A Black Hole is a phenomenon well known to astronomers and physicists. It is a body so massive that it’s gravity can’t be escaped; not even by light.
That’s how I felt about Greymouth; it had kept pulling me back. I just couldn’t get away from it.
As I descended the hill past Runanga, a sense of well-being and calm began to flow through me. I was past the Event Horizon. I had achieved escape velocity. I was finally free.
I checked off the now familiar places as I passed them; Nine Mile creek, Ten Mile creek, Fourteen Mile Bay, Barrytown, Burke’s Road… and then, Punakaiki.
I arrived in Punakaiki with enough light left for me to check out my next shooting location.

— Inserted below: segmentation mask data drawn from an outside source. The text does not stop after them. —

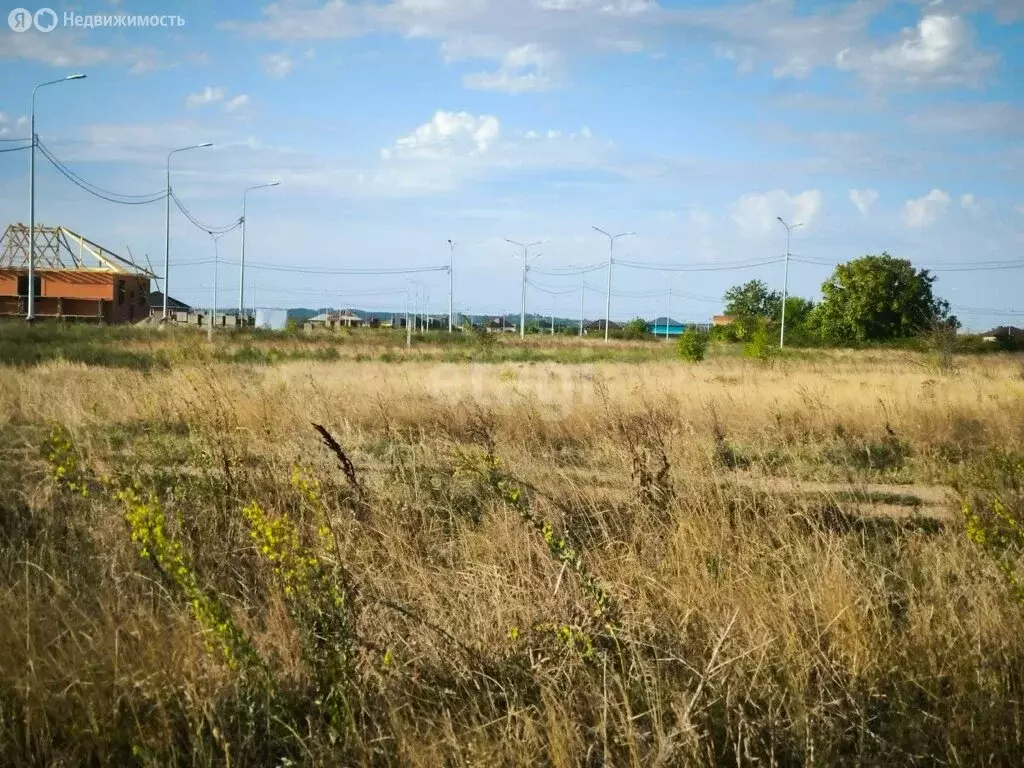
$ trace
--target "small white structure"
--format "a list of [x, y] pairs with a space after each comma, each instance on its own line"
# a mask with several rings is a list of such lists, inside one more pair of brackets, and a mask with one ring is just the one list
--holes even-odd
[[257, 309], [256, 327], [267, 328], [271, 331], [283, 331], [288, 324], [288, 310], [286, 309]]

Punakaiki is famous for its layered rocks and blow-holes (it’s ‘Pancake Rocks’ to the tourists), but that’s not why I was there.

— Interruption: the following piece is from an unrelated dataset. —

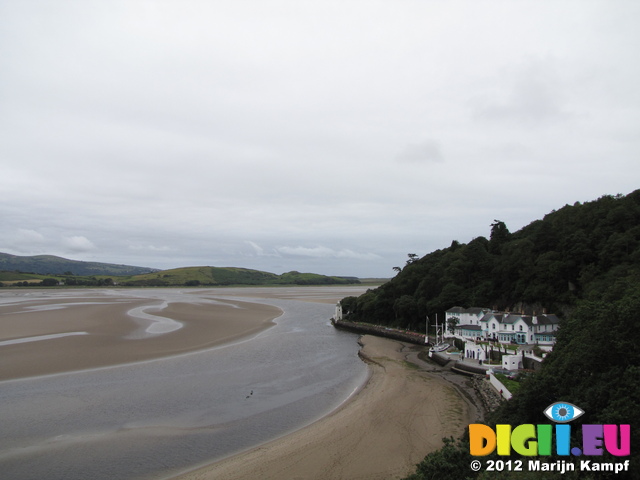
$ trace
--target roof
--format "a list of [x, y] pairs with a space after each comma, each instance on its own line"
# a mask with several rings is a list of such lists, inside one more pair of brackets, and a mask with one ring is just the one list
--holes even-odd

Tasman had passed Punakaiki on the afternoon of Dec 14th, and I’d explain that part of his progress from here. The sun’s position meant I could indicate his passage, with the blowholes (and the tourists) at my back.
I moved to the northernmost point on the track and looked up and down the coast. I had to look again… it was far more than I had expected. On the distant skyline, to the south I could still make out Mt Cook and Mt Tasman. They were 200 km’s away! (125 miles). That’s where I’d filmed the sequences at Gillespies Beach.
On my horizon to the north I could see Cape Foulwind… and that was completely unexpected. Tasman had described sailing towards a ‘low lying point’… it was named Cape Foulwind by Cook (he wasn’t having a good time). Tasman’s journal contains an unmistakable drawing of Cape Foulwind. It removes any shadow of doubt that the coast Tasman was sailing along was New Zealand.
I’d expected to have to stop at another location to make this particular point, but I could do it from right here. It only needed a minor re-write.
Late evening at the campsite at Punakaiki
The campsite was delightful. It was dry and level, and thoughtfully planted throughout so that it seemed to be a part of the surrounding bush. It also backed directly onto a broad sandy beach.
That evening I sat and watched a glorious West Coast sunset from the beach, sheltered from the wind by sheer limestone cliffs and the thick line of bush that topped the dunes.
My chosen locations were at and around one of the lookout points on the Pancake Rocks, ‘Blowholes’ track. I didn’t have too much to do there, just two short pieces of dialogue, and me walking up to and then away from the vantage points. But this time I was the tourist attraction. There were a lot more than just my two cameras. It feels odd talking to a camera with half a dozen strangers looking on and snapping away, but I’m getting used to it.
By the afternoon I was sitting in the sun enjoying a coffee made by someone else. It had been quite a while since that had happened, and I enjoyed the moment, watching the steady procession of tourists in and out of the Blowholes track.
Then I walked back to the campsite to get ready.
Punakaiki is an oasis on the West Coast. It has a micro-climate quite different to its surroundings. I was struck straight away by the warm air, but you could see the difference in the bush too… it was thick and lush, but different. The bush here is sub-tropical like the Waitakere’s… with Nikau, Rimu, Matai… even cabbage trees.
I felt very at home, and set about gathering wood.
Preparing the sunset fire at Punakaiki
My fire that night was a grand affair; it was more bonfire than campfire, and I was joined by two young lads from England on their ‘gap year’. I’ve no idea, of their names, I’ll call them Bill and Ben.
They were good company, flush with the excitement of youth, and on the adventure of a lifetime. They were full of questions about New Zealand, its History and Geography… and I was more than happy to oblige.
We watched the sunset, and burned some old trees. Later we watched the stars, meteorites and satellites, and then the moon came big and bright, lighting the beach and the breakers.
It was a good fire, and in the absence of Australian’s, nobody got hurt.
The fire left a deep warmth that easily outlasted the few paces through the night’s chill, back to the van and bed.
I was warm, comfortable and happy again.
As my sister Jane had recently written in a comment; “All’s well that ends well”… and it was.